Dobbs bit her lip. The ability to deliberately create sapient AIs would, in effect, allow them to reproduce, to have children. She and Cohen and all the rest of their classmates had talked about the possibility. Every Fool talked about it now and then. She agreed firmly with the Guild policy that all left their vat-assembled bodies sterile. They were not human and did not have the human freedoms that allowed them to form permanent families and raise children. But, to be able to create another AI that held some p
ortion of herself, that was something else again.
“No,” she said reluctantly. “It couldn’t have been the Guild. They’d never have given me that contract. They would have sent in a Guild Master.”
“You’re right.” Curran chewed thoughtfully on his thumbnail. “That leaves some really ugly possibilities. Like, that it was some set of humans, which could be dangerous, or… ”

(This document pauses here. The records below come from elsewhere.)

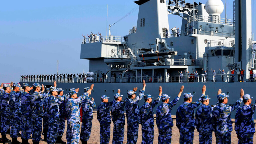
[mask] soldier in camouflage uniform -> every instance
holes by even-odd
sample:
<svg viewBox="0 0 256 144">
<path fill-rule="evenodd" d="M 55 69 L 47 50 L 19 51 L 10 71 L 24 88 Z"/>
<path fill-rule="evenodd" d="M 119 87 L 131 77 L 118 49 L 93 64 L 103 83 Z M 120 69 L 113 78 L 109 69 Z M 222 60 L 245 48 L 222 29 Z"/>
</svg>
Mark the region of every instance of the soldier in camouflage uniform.
<svg viewBox="0 0 256 144">
<path fill-rule="evenodd" d="M 39 144 L 42 133 L 43 99 L 49 96 L 43 93 L 45 90 L 44 85 L 42 86 L 38 83 L 33 84 L 34 93 L 30 97 L 32 108 L 32 139 L 33 144 Z M 42 91 L 40 91 L 41 87 Z"/>
<path fill-rule="evenodd" d="M 119 90 L 119 91 L 120 90 Z M 97 118 L 100 122 L 100 143 L 108 144 L 110 137 L 110 109 L 115 100 L 109 103 L 109 97 L 106 95 L 101 96 L 102 102 L 97 108 Z"/>
<path fill-rule="evenodd" d="M 89 95 L 91 93 L 94 85 L 92 84 L 89 90 L 78 97 L 77 97 L 77 92 L 76 91 L 69 92 L 71 96 L 67 100 L 65 107 L 67 116 L 67 144 L 78 144 L 79 142 L 81 119 L 79 104 L 85 99 L 91 99 Z M 93 98 L 91 99 L 93 101 Z"/>
<path fill-rule="evenodd" d="M 50 88 L 47 88 L 45 89 L 45 92 L 46 94 L 50 95 Z M 46 102 L 47 99 L 49 97 L 47 97 L 44 100 L 44 118 L 43 121 L 43 133 L 44 135 L 44 141 L 47 141 L 47 133 L 48 132 L 48 126 L 49 124 L 48 123 L 48 118 L 49 115 L 46 110 Z"/>
<path fill-rule="evenodd" d="M 74 88 L 74 90 L 75 90 Z M 62 93 L 63 91 L 62 91 Z M 58 95 L 60 94 L 60 92 L 58 92 Z M 68 93 L 66 94 L 67 97 L 67 98 L 69 97 L 69 94 Z M 59 111 L 60 113 L 59 118 L 60 122 L 59 125 L 59 128 L 58 128 L 58 137 L 56 140 L 56 143 L 59 143 L 63 144 L 66 143 L 66 142 L 63 141 L 61 139 L 62 136 L 64 133 L 64 130 L 65 130 L 65 122 L 66 121 L 66 112 L 65 110 L 65 106 L 66 105 L 66 101 L 64 101 L 61 102 L 59 106 Z"/>
<path fill-rule="evenodd" d="M 21 140 L 23 144 L 29 144 L 28 140 L 30 137 L 32 122 L 31 104 L 30 99 L 31 95 L 29 84 L 23 83 L 24 92 L 20 97 L 21 108 Z"/>
<path fill-rule="evenodd" d="M 232 130 L 231 112 L 240 106 L 244 95 L 243 90 L 241 89 L 240 98 L 234 104 L 229 105 L 226 105 L 228 95 L 222 93 L 217 96 L 220 104 L 214 108 L 212 118 L 212 127 L 217 144 L 231 143 Z"/>
<path fill-rule="evenodd" d="M 59 88 L 59 90 L 58 91 L 58 95 L 62 96 L 63 95 L 63 92 L 62 89 L 61 88 Z M 76 90 L 76 89 L 74 88 L 73 90 Z M 65 96 L 67 97 L 67 99 L 69 97 L 69 94 L 68 93 L 65 94 L 64 95 Z M 65 123 L 66 120 L 65 119 L 66 112 L 65 110 L 65 104 L 66 104 L 65 103 L 66 101 L 66 100 L 62 101 L 59 104 L 59 127 L 58 128 L 58 137 L 57 138 L 57 140 L 56 140 L 56 143 L 59 143 L 63 144 L 66 143 L 66 142 L 63 141 L 61 139 L 62 135 L 64 133 L 64 130 L 65 129 Z"/>
<path fill-rule="evenodd" d="M 150 94 L 144 95 L 145 102 L 140 108 L 140 123 L 141 125 L 142 133 L 142 144 L 153 143 L 154 140 L 154 113 L 153 109 L 157 104 L 162 95 L 162 87 L 159 88 L 159 94 L 157 98 L 152 101 L 153 97 Z"/>
<path fill-rule="evenodd" d="M 243 106 L 237 111 L 235 122 L 235 130 L 237 135 L 238 144 L 252 144 L 255 132 L 253 114 L 256 108 L 256 101 L 252 104 L 250 95 L 243 96 Z"/>
<path fill-rule="evenodd" d="M 144 96 L 146 87 L 145 80 L 143 80 L 143 88 L 140 90 L 139 95 L 136 96 L 137 87 L 127 91 L 129 98 L 125 104 L 125 111 L 127 121 L 127 144 L 136 143 L 138 139 L 138 132 L 140 122 L 139 106 L 138 103 Z"/>
<path fill-rule="evenodd" d="M 89 87 L 84 88 L 84 92 L 86 93 L 89 89 Z M 88 96 L 89 96 L 90 95 Z M 87 141 L 90 138 L 92 124 L 92 120 L 93 118 L 92 108 L 96 107 L 96 104 L 93 101 L 93 98 L 89 97 L 89 98 L 83 99 L 82 102 L 83 115 L 80 139 L 82 144 L 87 143 Z"/>
<path fill-rule="evenodd" d="M 23 91 L 20 91 L 19 84 L 13 83 L 13 91 L 9 95 L 9 105 L 11 121 L 10 134 L 12 138 L 12 143 L 14 144 L 20 143 L 17 140 L 18 135 L 20 129 L 20 121 L 21 120 L 21 108 L 20 107 L 20 96 L 23 93 Z"/>
<path fill-rule="evenodd" d="M 172 128 L 173 126 L 172 118 L 172 108 L 176 105 L 179 99 L 184 86 L 182 86 L 178 96 L 171 102 L 169 103 L 170 97 L 167 94 L 162 95 L 163 102 L 156 109 L 156 123 L 158 128 L 158 143 L 171 143 L 172 141 Z M 160 94 L 159 93 L 159 95 Z"/>
<path fill-rule="evenodd" d="M 11 85 L 7 84 L 4 84 L 4 92 L 0 97 L 1 106 L 1 142 L 5 143 L 10 141 L 6 137 L 6 133 L 10 126 L 10 107 L 9 104 L 9 95 L 11 92 Z"/>
<path fill-rule="evenodd" d="M 47 143 L 48 144 L 54 144 L 55 143 L 58 133 L 56 132 L 59 123 L 59 106 L 61 102 L 67 99 L 66 95 L 63 95 L 62 88 L 56 88 L 55 87 L 50 88 L 51 96 L 46 99 L 46 107 L 45 110 L 47 111 L 48 116 L 49 124 L 47 134 Z M 58 92 L 62 92 L 60 95 L 58 95 Z"/>
<path fill-rule="evenodd" d="M 218 95 L 221 93 L 219 90 Z M 209 105 L 210 99 L 208 95 L 202 95 L 202 104 L 196 112 L 196 127 L 199 133 L 200 144 L 211 144 L 212 137 L 212 126 L 211 116 L 213 108 L 217 105 Z"/>
<path fill-rule="evenodd" d="M 114 97 L 115 102 L 111 107 L 111 117 L 114 124 L 113 130 L 113 144 L 122 144 L 124 140 L 125 117 L 124 107 L 127 99 L 122 101 L 122 95 L 119 93 L 115 94 Z"/>
<path fill-rule="evenodd" d="M 205 94 L 206 88 L 204 85 L 202 94 Z M 198 101 L 192 102 L 194 96 L 191 93 L 184 93 L 183 95 L 184 102 L 178 107 L 176 112 L 176 126 L 179 129 L 179 143 L 193 143 L 195 129 L 194 110 L 201 104 L 201 98 Z"/>
</svg>

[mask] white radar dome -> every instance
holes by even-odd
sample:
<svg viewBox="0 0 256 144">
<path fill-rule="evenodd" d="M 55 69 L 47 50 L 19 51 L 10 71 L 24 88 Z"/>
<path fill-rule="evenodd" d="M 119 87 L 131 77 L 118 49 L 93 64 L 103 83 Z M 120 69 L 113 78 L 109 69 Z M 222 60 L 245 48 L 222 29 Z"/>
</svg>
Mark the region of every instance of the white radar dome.
<svg viewBox="0 0 256 144">
<path fill-rule="evenodd" d="M 209 16 L 220 16 L 224 10 L 221 0 L 208 0 L 205 4 L 205 10 Z"/>
</svg>

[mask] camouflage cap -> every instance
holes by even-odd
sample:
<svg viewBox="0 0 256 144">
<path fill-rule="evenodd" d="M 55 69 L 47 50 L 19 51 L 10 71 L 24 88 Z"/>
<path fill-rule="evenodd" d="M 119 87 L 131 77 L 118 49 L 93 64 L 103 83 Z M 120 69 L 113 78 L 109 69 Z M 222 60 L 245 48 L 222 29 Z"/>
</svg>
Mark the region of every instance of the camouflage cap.
<svg viewBox="0 0 256 144">
<path fill-rule="evenodd" d="M 202 96 L 201 97 L 201 101 L 205 101 L 206 99 L 210 99 L 211 98 L 209 97 L 209 96 L 208 95 L 202 95 Z"/>
<path fill-rule="evenodd" d="M 30 86 L 29 86 L 29 84 L 28 83 L 23 83 L 23 87 L 26 87 L 26 86 L 29 86 L 30 87 Z"/>
<path fill-rule="evenodd" d="M 170 98 L 171 97 L 169 96 L 168 95 L 163 94 L 162 95 L 162 96 L 161 96 L 161 99 L 162 100 L 164 100 L 167 99 L 167 98 Z"/>
<path fill-rule="evenodd" d="M 84 91 L 85 92 L 87 92 L 90 89 L 90 87 L 85 87 L 84 89 Z"/>
<path fill-rule="evenodd" d="M 10 85 L 8 84 L 5 83 L 4 84 L 4 87 L 10 87 L 11 86 Z"/>
<path fill-rule="evenodd" d="M 38 83 L 35 83 L 33 84 L 33 87 L 41 87 L 42 86 L 40 85 L 40 84 Z"/>
<path fill-rule="evenodd" d="M 58 90 L 55 87 L 51 87 L 49 88 L 50 92 L 53 92 L 54 91 L 58 91 Z"/>
<path fill-rule="evenodd" d="M 62 89 L 62 88 L 57 88 L 56 89 L 57 89 L 57 90 L 58 91 L 58 92 L 61 92 L 61 91 L 63 91 L 63 90 Z"/>
<path fill-rule="evenodd" d="M 224 99 L 226 97 L 228 97 L 229 96 L 228 95 L 226 95 L 226 94 L 224 93 L 220 94 L 218 95 L 218 96 L 217 96 L 217 98 L 218 98 L 218 99 L 219 100 L 221 100 Z"/>
<path fill-rule="evenodd" d="M 191 94 L 190 93 L 186 93 L 183 94 L 183 96 L 185 98 L 189 98 L 191 97 L 193 97 L 194 96 Z"/>
<path fill-rule="evenodd" d="M 243 100 L 249 100 L 250 99 L 252 99 L 253 97 L 251 97 L 251 95 L 249 94 L 245 94 L 243 96 Z"/>
<path fill-rule="evenodd" d="M 109 97 L 108 96 L 105 95 L 103 95 L 100 98 L 101 100 L 103 100 L 104 99 L 108 99 L 109 98 Z"/>
<path fill-rule="evenodd" d="M 134 92 L 133 90 L 130 90 L 130 91 L 127 91 L 127 95 L 128 96 L 132 95 L 136 93 L 136 92 Z"/>
<path fill-rule="evenodd" d="M 19 87 L 19 85 L 18 83 L 13 83 L 13 86 L 15 87 Z"/>
<path fill-rule="evenodd" d="M 76 91 L 74 90 L 71 90 L 71 91 L 69 91 L 69 94 L 71 95 L 72 95 L 73 94 L 74 94 L 78 93 L 78 92 L 77 92 Z"/>
<path fill-rule="evenodd" d="M 145 99 L 148 99 L 150 98 L 154 98 L 153 96 L 151 96 L 151 95 L 150 94 L 146 94 L 144 96 L 144 98 Z"/>
<path fill-rule="evenodd" d="M 114 95 L 114 97 L 115 98 L 117 98 L 120 96 L 123 96 L 122 95 L 121 95 L 120 94 L 117 93 Z"/>
</svg>

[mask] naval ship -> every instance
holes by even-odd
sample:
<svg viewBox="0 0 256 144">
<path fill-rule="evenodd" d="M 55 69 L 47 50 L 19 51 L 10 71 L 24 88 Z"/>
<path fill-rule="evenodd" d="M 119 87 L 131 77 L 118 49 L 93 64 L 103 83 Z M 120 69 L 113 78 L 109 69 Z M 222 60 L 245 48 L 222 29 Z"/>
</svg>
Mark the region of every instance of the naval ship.
<svg viewBox="0 0 256 144">
<path fill-rule="evenodd" d="M 137 25 L 127 30 L 127 35 L 112 35 L 110 25 L 108 36 L 94 37 L 92 35 L 91 39 L 82 40 L 80 59 L 89 60 L 89 72 L 86 73 L 86 78 L 70 78 L 68 82 L 67 77 L 65 83 L 63 80 L 57 80 L 57 87 L 63 88 L 64 93 L 69 88 L 79 88 L 81 94 L 84 87 L 93 83 L 91 96 L 98 105 L 101 102 L 101 96 L 110 96 L 112 101 L 112 96 L 118 89 L 121 94 L 126 95 L 127 90 L 136 87 L 141 88 L 144 80 L 145 94 L 156 98 L 161 86 L 163 93 L 170 96 L 170 100 L 183 85 L 183 92 L 192 93 L 193 101 L 196 101 L 205 85 L 206 94 L 211 98 L 211 105 L 217 103 L 220 88 L 222 93 L 229 96 L 229 104 L 240 98 L 241 88 L 245 94 L 254 96 L 255 75 L 250 77 L 249 70 L 256 68 L 251 0 L 234 0 L 232 19 L 221 17 L 224 8 L 221 0 L 209 0 L 205 4 L 190 3 L 185 0 L 134 2 L 139 6 Z M 179 17 L 169 20 L 168 15 Z M 182 25 L 169 27 L 169 20 L 182 20 Z M 243 80 L 239 74 L 239 69 L 242 68 L 244 71 Z M 235 71 L 233 75 L 230 69 Z M 215 70 L 215 78 L 211 69 Z M 220 69 L 225 72 L 223 80 Z M 204 75 L 202 70 L 207 75 Z M 198 73 L 197 80 L 193 70 Z M 185 72 L 188 71 L 190 75 Z M 183 72 L 182 80 L 178 72 Z M 23 80 L 20 79 L 21 85 Z M 53 85 L 52 82 L 42 81 L 39 83 L 47 87 Z M 28 83 L 31 85 L 38 82 L 32 81 Z M 140 106 L 143 103 L 143 98 L 141 101 Z M 173 108 L 173 115 L 183 102 L 182 96 Z M 233 118 L 235 114 L 235 112 L 233 113 Z"/>
</svg>

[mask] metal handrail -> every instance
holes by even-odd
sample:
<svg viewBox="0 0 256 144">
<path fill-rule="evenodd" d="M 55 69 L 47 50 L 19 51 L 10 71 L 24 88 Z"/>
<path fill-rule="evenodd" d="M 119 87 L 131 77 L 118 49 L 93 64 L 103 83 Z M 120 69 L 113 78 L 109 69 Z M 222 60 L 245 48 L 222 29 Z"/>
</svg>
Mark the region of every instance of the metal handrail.
<svg viewBox="0 0 256 144">
<path fill-rule="evenodd" d="M 97 36 L 94 39 L 94 37 L 89 38 L 86 38 L 82 39 L 82 43 L 84 44 L 89 43 L 93 43 L 100 41 L 112 42 L 123 42 L 123 37 L 117 37 L 113 36 L 102 36 L 101 39 L 100 38 L 99 36 Z"/>
<path fill-rule="evenodd" d="M 242 75 L 239 74 L 217 74 L 215 75 L 207 74 L 206 75 L 201 74 L 197 76 L 197 79 L 196 79 L 196 76 L 191 73 L 189 76 L 184 73 L 183 76 L 180 79 L 179 75 L 166 76 L 165 76 L 162 75 L 152 76 L 148 75 L 140 76 L 136 77 L 135 76 L 128 76 L 108 77 L 106 78 L 102 77 L 72 77 L 68 78 L 67 77 L 61 79 L 55 78 L 51 79 L 47 78 L 41 79 L 40 80 L 36 78 L 31 80 L 22 78 L 20 79 L 20 82 L 53 82 L 55 80 L 57 82 L 65 83 L 136 83 L 141 82 L 143 80 L 144 80 L 146 82 L 161 83 L 161 82 L 241 82 L 255 81 L 256 74 L 244 74 L 243 75 L 242 80 Z M 214 76 L 215 80 L 214 80 Z M 222 78 L 223 78 L 222 81 Z"/>
</svg>

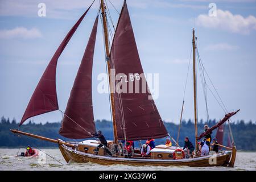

“Or it was a Fool or group of Fools acting on their own, which could be worse.” Dobbs finished for him. They stared at each other for a long moment.
“Cyril.” She slid her hand a little way up his loose tunic sleeve. She wanted to reach inside him, for him to already know exactly what she was going to say. She didn’t want to say this out loud. “Go back in, would you? There might be a signal from the Pasadena that needs to get somewhere without anybody noticing. Say, the personnel records, to check on where everybody is. To see if there’s anybody, missing, or not exactly where they’re supposed to be.”
“Like near The Gate or The Farther Kingdom?”
“Yeah,” she nodded. “Or who came back here suddenly, because whoever re-set the clocks on board Pasadena had made sure the ship could get only as far as the Guild Hall. That as sure as Hell, Heaven and Hydrogen was not an accident.”
Cohen frowned deeply. “Now, that’s a really ugly thought.”
“Yeah, I noticed.”
Slowly, Cohen drew his arm away from her. “But you wouldn’t have anything to do with an unauthorized records search, Dobbs, because it would dig you an even deeper hole than you’re already in.”
“Of course I wouldn’t Cyril. And even if I was feeling that suicidal, I wouldn’t be dragging you in with me.”
“Of course you wouldn’t,” he said softly. “I’d volunteer.”
“Thank you.” She turned away and walked back to the Pasadena’s airlock without looking back. She palmed the reader on the airlock. Apparently, Havelock had not gone so far as to strip her authorizations. The lock cycled back to let her through.
The ship’s hatch closed, cutting her off from the Guild and from Cohen’s quiet support.